Ia memandang tak ada lagi oposisi biner ideologi kekuasaan dan gaya hidup. Ia bermain-main dengan bahasa untuk mengeskpresikan dunia yang berkedok, realitas yang penuh kepalsuan. Ia mengemas keterasingan dirinya terhadap realitas yang penuh kepalsuan itu dengan paradoks. Ia mengemas luka peradaban, luka zaman, luka hati nurani dan kemanusiaan.
Menciptakan simbol
Ketika berhadapan dengan kekuasaan, M Aan Mansyur tak lagi bermain-main dengan bahasa untuk mengekspresikan dunia yang berkedok, realitas yang penuh kepalsuan dan mencipta alienasi. Dalam puisi ”Kami Masuk Kantor DPR & Kami Hilang & Kami Belum Ditemukan”, ia membiarkan empat halaman kosong dalam lembaran hitam, tanpa kalimat, tanpa kata-kata. Ia mencipta simbol bahwa kekuasaan adalah ruang kosong hitam yang tak terpahami, dan tak bisa diungkapkan dalam bahasa komunikasi.
Inilah paradoks, simulakra, dan alienasi penyair yang paling kelam. Ia tak lagi mengekspresikan kelincahannya untuk bermain-main dengan bahasa. Ia telah terenggut dari ekspresi hati nurani, jati diri, dan eksistensi kemanusiaannya, ketika berhadapan dengan institusi kekuasaan.
Ketika berhadapan dengan kekuasaan, M Aan Mansyur tak lagi bermain-main dengan bahasa untuk mengekspresikan dunia yang berkedok, realitas yang penuh kepalsuan dan mencipta alienasi.

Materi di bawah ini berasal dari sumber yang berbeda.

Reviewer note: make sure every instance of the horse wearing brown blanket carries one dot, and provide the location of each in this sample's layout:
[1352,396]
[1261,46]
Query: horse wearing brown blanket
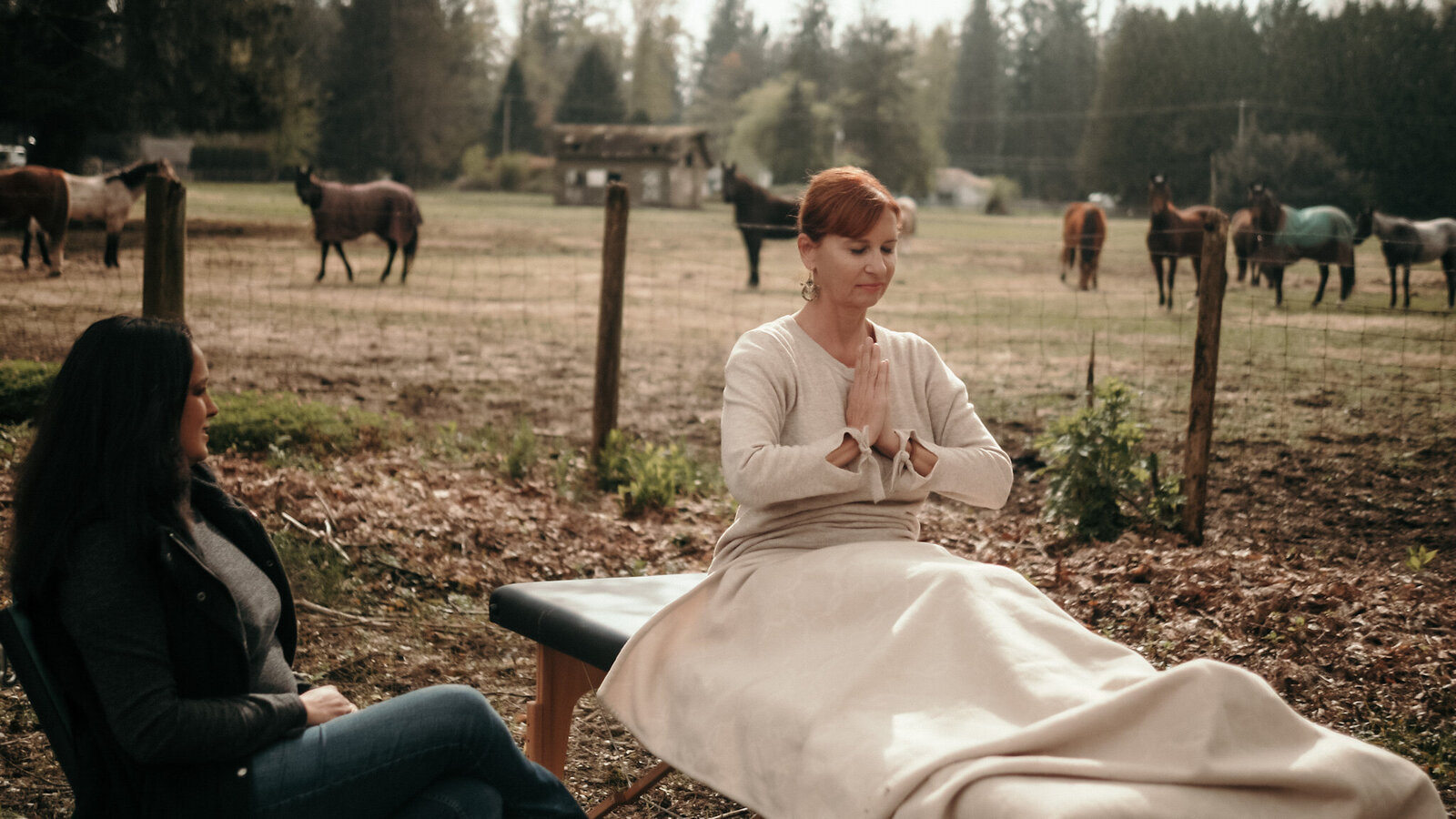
[346,212]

Seluruh puisi dalam buku ini mempertanyakan ketercabikan identitas manusia dari nilai-nilai, identitas, dan kebenaran. Penyair tidak takluk pada kenyataan kehidupan yang dibentuk menjadi apa pun yang diinginkan kekuatan ekonomi, politik, dan budaya. Ia mengolok-olok kita. Ia membangkitkan solilokui dalam setiap relung jiwa pembaca puisi-puisinya. Karena itu, saya menilai bahwa sudah semestinya ia menjadi sosok penyair mutakhir yang memperoleh dua penghargaan sastra sekaligus.
Sungguh asyik membaca buku kumpulan puisi ini. Kesan saya, penyair telah berproses dengan pencarian estetika dan pembebasan konvensi penciptaan puisi. Ia juga membebaskan diri dari logosentrisme kekuasaan dan hierarki yang melingkupinya.